Water Quality Association
- Founded: 1974
- Type: Trade association
- Chief Executive Officer: Pauli Undesser
- Website: www.wqa.org

= Water Quality Association =

U.S. trade association

The Water Quality Association (WQA) is an Illinois-based trade association representing the residential, commercial, industrial, and small community water treatment industry in the United States. It has more than 2,500 members consisting of both manufacturers as well as dealers/distributors of equipment.

The Water Quality Association was founded in 1974 from the merger of two trade associations, the Water Conditioning Association International which represented water treatment dealers and the Water Conditioning Foundation which primarily comprised water treatment equipment manufactures.

WQA represents the water treatment industry as a whole devoted to treating water for both residential and commercial/industrial use.

Water Quality Research Foundation

The Water Quality Research Foundation (WQRF) – formerly the Water Quality Research Council (WQRC), was formed in 1949 as a division of WQA to serve on behalf of the Water Quality Association as a universally recognized and independent research organization. The primary goal of the WQRF is to conduct and fund scientific research and education for the water quality improvement industry.

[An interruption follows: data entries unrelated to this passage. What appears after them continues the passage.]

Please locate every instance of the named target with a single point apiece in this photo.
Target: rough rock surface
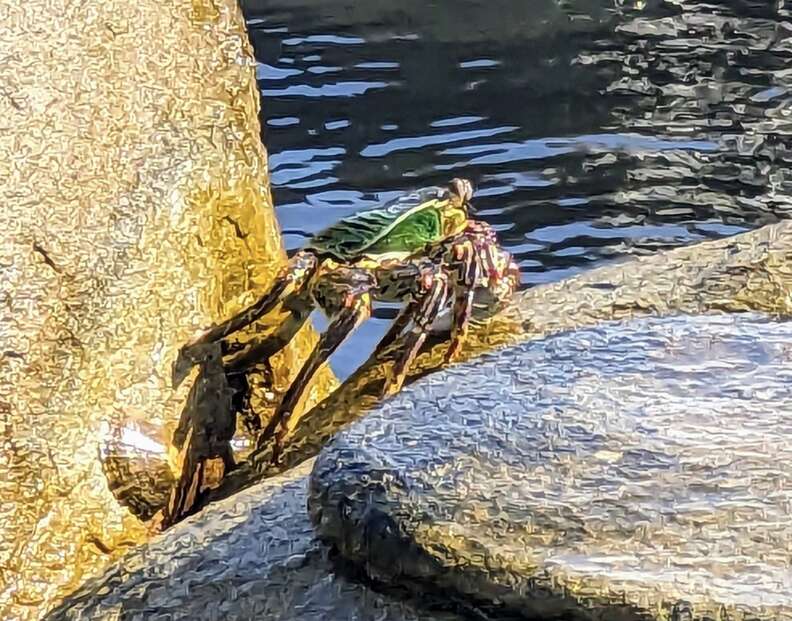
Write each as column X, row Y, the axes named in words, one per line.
column 253, row 556
column 747, row 272
column 134, row 210
column 636, row 470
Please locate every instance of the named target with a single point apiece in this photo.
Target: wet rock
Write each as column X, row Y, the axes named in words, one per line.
column 629, row 471
column 253, row 556
column 747, row 272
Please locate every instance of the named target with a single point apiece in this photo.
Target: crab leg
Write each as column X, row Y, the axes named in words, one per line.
column 356, row 309
column 468, row 272
column 291, row 281
column 271, row 345
column 431, row 303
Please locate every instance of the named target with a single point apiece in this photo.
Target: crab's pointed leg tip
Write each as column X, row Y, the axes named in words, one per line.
column 181, row 367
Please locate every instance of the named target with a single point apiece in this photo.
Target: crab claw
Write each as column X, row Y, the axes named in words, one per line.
column 189, row 355
column 462, row 188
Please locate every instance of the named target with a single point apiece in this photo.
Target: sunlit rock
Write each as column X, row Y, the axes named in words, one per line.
column 135, row 210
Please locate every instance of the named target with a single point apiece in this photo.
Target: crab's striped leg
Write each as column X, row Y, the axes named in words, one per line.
column 430, row 304
column 291, row 281
column 354, row 310
column 467, row 273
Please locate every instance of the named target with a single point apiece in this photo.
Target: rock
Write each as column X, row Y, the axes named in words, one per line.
column 747, row 272
column 253, row 556
column 629, row 471
column 134, row 210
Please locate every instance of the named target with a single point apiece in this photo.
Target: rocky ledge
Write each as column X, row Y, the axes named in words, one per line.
column 630, row 471
column 633, row 471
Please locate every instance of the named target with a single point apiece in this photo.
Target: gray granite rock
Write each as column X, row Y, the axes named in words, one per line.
column 630, row 471
column 252, row 556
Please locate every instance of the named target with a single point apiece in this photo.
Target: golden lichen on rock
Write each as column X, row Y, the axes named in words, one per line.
column 136, row 210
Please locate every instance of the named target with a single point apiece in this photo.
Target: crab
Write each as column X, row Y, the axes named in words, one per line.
column 421, row 249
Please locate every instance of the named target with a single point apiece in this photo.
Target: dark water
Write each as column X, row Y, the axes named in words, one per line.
column 591, row 129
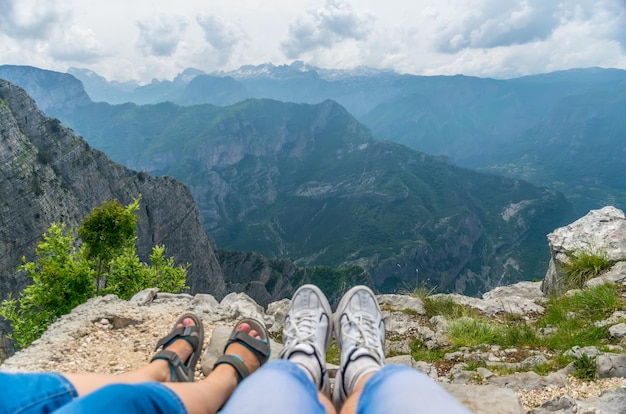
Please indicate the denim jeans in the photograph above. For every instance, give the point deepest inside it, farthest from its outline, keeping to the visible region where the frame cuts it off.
(38, 393)
(279, 387)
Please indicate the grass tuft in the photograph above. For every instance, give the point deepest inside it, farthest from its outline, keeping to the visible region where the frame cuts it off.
(583, 266)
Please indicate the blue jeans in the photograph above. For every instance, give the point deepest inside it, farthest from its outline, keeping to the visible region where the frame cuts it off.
(280, 387)
(38, 393)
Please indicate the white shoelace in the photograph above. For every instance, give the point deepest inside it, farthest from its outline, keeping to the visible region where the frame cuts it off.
(364, 332)
(302, 328)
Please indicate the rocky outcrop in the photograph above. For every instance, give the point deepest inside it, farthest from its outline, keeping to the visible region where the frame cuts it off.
(107, 334)
(49, 175)
(601, 232)
(54, 91)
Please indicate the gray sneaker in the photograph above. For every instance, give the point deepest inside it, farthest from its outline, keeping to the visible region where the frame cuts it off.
(307, 333)
(360, 335)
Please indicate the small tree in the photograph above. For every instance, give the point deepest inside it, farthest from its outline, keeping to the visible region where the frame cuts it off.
(127, 275)
(63, 277)
(106, 232)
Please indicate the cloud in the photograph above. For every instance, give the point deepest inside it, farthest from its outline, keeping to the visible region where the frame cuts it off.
(325, 27)
(75, 44)
(160, 37)
(223, 36)
(28, 19)
(494, 23)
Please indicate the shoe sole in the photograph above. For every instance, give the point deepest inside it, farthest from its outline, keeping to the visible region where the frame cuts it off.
(325, 305)
(339, 395)
(329, 332)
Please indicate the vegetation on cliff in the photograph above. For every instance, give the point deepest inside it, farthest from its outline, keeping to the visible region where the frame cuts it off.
(63, 276)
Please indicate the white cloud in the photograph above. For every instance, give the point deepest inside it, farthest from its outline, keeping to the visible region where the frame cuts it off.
(161, 36)
(27, 20)
(76, 45)
(144, 39)
(325, 27)
(222, 35)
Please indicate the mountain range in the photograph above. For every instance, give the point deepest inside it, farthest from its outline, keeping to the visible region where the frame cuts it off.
(515, 127)
(312, 184)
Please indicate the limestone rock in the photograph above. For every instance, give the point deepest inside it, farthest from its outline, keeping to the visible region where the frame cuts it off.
(611, 365)
(486, 399)
(50, 175)
(401, 302)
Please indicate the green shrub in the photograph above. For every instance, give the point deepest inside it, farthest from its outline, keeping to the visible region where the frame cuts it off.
(61, 280)
(446, 307)
(420, 352)
(583, 266)
(585, 367)
(63, 277)
(469, 331)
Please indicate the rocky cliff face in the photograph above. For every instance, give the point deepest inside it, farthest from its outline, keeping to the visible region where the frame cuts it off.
(49, 175)
(600, 232)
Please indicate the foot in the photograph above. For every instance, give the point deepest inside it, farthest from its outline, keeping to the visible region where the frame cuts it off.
(242, 353)
(180, 347)
(307, 333)
(360, 336)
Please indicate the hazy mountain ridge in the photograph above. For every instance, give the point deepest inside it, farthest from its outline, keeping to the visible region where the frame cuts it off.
(310, 183)
(479, 123)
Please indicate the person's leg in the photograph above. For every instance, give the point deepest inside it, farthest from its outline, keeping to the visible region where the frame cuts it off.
(360, 336)
(206, 396)
(307, 333)
(397, 388)
(43, 392)
(34, 393)
(157, 370)
(279, 387)
(363, 384)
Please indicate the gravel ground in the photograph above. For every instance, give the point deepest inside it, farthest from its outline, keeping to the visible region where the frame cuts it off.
(108, 346)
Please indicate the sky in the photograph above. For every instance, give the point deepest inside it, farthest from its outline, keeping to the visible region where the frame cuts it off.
(157, 39)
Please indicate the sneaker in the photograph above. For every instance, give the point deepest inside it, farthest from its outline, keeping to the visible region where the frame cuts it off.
(360, 335)
(307, 333)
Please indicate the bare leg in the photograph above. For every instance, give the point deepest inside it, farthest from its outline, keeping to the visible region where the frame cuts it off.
(210, 394)
(157, 370)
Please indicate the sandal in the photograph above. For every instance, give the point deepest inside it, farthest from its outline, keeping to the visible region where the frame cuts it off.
(259, 347)
(182, 372)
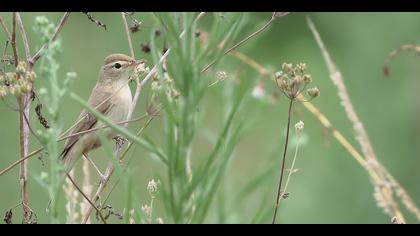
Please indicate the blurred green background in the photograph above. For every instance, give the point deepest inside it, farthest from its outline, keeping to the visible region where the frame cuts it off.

The WQRF currently sponsors numerous research studies which positively impact legislative change.

Gold Seal Program

The Water Quality Association's Gold Seal Product Certification Program is accredited by the American National Standards Institute (ANSI) and Standards Council of Canada (SCC) to test and certify products for conformance with industry standards, including those published by NSF International.

WQA Education

WQA also provides education through the Professional Certification Program, which is accepted as a standard for water treatment professionals. Which include the Certified Water-treatment Representative (CWR) and Certified Water Specialist (CWS), with an Advanced Level certification; Master Water Specialist (MWS).

Sustainability Program

WQA's Sustainability Certification Program is the only ANSI accredited environmental certification program in the drinking water industry. The Sustainability Certification Mark helps retailers and consumers recognize products that have been manufactured according to industry standards for recognized best practices in environmental sustainability and corporate social responsibility. It helps show that the product is safe for both people and Earth.